While problems regarding seasonality in the arrival of tourists, unbalanced regional tourism development, undercutting and unfair sharing of the value concern the tourism sector, the report states that the current tourism tariff system is a driver of some of these problems.
According to the report, the current tariff structure allows for a higher value retention (more than twice) for tour operators during the peak season than the off-peak season (USD 56 vs. USD 24), leading to tour operators pushing for dollar paying tourists to visit Bhutan during the peak season and translating it into a seasonal based industry.
The report claims that tour operators retain a high value from the current tariff system – as much as USD 50.4 a person a day (post-tax) from the average Minimum Daily Package (MDP) rate of USD 225 compared to USD 6.42 per person a day by an average three-star hotel.
“This unfair share of the value coupled with the high value retained by the tour operator incentivises undercutting to the MDP tariff by the tour operators,” it states.
To address these issues, the report recommends a thorough and in-depth study of the current tariff structure in line with Economic Development Policy – 2016 which states that the TCB shall draw up a strategy for tariff rationalisation by 2017.
While the hoteliers make the highest levels of financial investments, top generating employment opportunities, take the biggest degree of risks and make the highest contributions in the value chain of the sector, it claims that they are not compensated fairly for the benefits that accrue as a result.
“This unintended outcome is directly in conflict with the national tourism policy of high value, low impact,” it states.
About Nu 28 billion has been invested in the hotel sector to date.
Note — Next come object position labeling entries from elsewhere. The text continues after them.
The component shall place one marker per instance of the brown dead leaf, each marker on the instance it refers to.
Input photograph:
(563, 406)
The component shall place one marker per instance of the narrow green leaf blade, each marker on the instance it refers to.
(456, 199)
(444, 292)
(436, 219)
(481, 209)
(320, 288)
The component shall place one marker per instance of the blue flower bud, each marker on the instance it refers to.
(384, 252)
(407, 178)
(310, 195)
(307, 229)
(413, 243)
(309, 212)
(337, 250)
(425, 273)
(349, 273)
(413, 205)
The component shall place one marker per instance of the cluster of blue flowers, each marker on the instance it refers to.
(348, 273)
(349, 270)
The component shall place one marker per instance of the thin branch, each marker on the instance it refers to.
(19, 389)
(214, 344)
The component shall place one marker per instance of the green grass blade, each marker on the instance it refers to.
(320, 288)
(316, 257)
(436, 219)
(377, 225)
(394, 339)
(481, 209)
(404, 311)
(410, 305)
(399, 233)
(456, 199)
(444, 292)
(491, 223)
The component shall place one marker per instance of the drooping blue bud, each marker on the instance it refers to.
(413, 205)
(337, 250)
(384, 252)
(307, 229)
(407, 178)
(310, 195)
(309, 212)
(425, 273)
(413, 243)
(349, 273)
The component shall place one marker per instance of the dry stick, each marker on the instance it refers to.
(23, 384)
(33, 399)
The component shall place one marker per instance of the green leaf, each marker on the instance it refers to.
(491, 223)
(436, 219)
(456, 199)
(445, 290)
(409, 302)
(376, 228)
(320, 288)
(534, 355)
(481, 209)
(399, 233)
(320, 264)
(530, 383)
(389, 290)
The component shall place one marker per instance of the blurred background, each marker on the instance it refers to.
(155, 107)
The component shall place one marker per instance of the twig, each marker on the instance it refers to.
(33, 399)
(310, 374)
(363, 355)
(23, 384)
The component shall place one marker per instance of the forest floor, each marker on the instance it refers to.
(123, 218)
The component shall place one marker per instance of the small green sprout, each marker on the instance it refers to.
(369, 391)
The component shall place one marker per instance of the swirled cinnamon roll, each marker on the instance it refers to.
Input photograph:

It is estimated that another Nu 3 billion worth of investments is underway. As of September 2018, there were 276 hotels offering 5,868 rooms and 11,195 beds. The sector provides direct jobs to over 10,000 people.
In the absence of a tourism act or a policy today, there is no mechanism to provide a clear vision and a way forward for the development of the sector and meeting the true potential that it has to offer.
“This can be a major bottleneck to the development of the tourism sector in the long run,” it states.
Meanwhile, low occupancy rates with high seasonal variance, late or delayed payments and bad debts by tour operators, low revenue realisation per room, and manpower or immigration issues are some of the operational problems faced by the hotels.
The report recommends the government to undertake a study to assess the carrying capacity of the tourism sector so that a road map and appropriate strategies can be developed.
Tourists visiting Bhutan consists of two different and distinct segments – the dollar paying international tourists and the regional tourist. The report recommends that the current system pertaining to regional tourist be retained, and cautions that taking drastic and hasty decisions would be detrimental for the country.
However, if any policy decisions are taken with regard to regional tourists, they should be rolled out gradually and all stakeholders should be given about one year or more time to transition.
“It is hoped that this report will set the tone for instituting an appropriate mechanism to initiate necessary reforms in the tourism sector which will help the sector to grow even further and enable it to contribute to the overall development of the country,” it states.
The HRAB is a federation of hotels and restaurants from all over the country. Members range from restaurants to small family-owned properties to major convention hotels.